Die Mathe des Glücks

Das Inspektionsparadox ist ein wenig bekanntes Ergebnis der Erneuerungstheorie (Teil eines Gebiets der Mathematik, das als stochastische Prozesse bezeichnet wird), das subtil viele Arten von Prozessen beeinflusst, denen wir im täglichen Leben sowie in Wirtschaft, Wissenschaft und reiner Mathematik begegnen. Mit diesem Ergebnis könnte man tatsächlich nachweisen, dass eine Suche nach Primzahlen (Gegenstand eines früheren Beitrags) effizienter wäre, wenn sie systematisch durchgeführt würde, anstatt durch zufälliges Wählen von Intervallen von Zahlen (weil dies zu "inspizierten" Intervallen führen würde) künstlich länger, da Primzahlen scheinbar zufällig zwischen den ganzen Zahlen verteilt sind).

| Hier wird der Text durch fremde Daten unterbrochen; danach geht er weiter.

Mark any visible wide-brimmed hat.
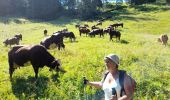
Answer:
[104,54,120,66]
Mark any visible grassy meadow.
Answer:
[0,5,170,100]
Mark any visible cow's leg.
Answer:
[33,66,39,79]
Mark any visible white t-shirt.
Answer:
[102,74,121,100]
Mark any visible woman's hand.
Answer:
[110,95,117,100]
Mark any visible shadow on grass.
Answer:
[11,76,49,99]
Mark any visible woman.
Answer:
[86,54,135,100]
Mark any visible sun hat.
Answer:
[104,54,119,66]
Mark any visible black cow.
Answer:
[89,29,104,37]
[91,25,99,30]
[110,23,123,29]
[8,45,64,79]
[40,33,65,50]
[61,31,76,42]
[109,29,121,41]
[14,34,22,40]
[44,29,48,36]
[3,37,20,46]
[96,21,102,26]
[79,28,90,36]
[75,24,80,28]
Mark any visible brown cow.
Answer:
[8,45,65,79]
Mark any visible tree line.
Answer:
[0,0,170,19]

* Weitere Einzelheiten und Anwendungen dieses wenig bekannten Satzes für stochastische Prozesse (und einen anderen Beweis) finden Sie in Sheldon Ross, Einführung in Wahrscheinlichkeitsmodelle, zehnte Ausgabe, Academic Press, 2009. Der eleganteste und einfachste Beweis ist der folgende. Wenn F ( x ) die (kontinuierliche) Wahrscheinlichkeitsverteilung der Zwischenankunftszeiten ist, dann ist definitionsgemäß 1 - F ( x ) die Wahrscheinlichkeit, dass das Warten länger als x ist . Wenn Sie nun eine interarrival Zeit „inspizieren“, hat dies bereits eine Zeitspanne gedauert, s (etwa 5 Minuten seit dem letzten Bus, den Sie in dem Moment verlassen haben, als Sie an der Bushaltestelle ankamen). Wir wollen die Wahrscheinlichkeit, dass die Interarrival-Zeit für dieses bestimmte Intervall größer als x ist, da bereits bekannt ist, dass sie größer als s ist . Die Länge einer interarrival Zeit sei die Zufallsvariable X. Dann ist diese Wahrscheinlichkeit gegeben durch: P ( X > x | X > s ) = [1 - F (x)] / [1 - F (s)], das seit dem Nenner größer als 1 - F (x) ist ist weniger als 1.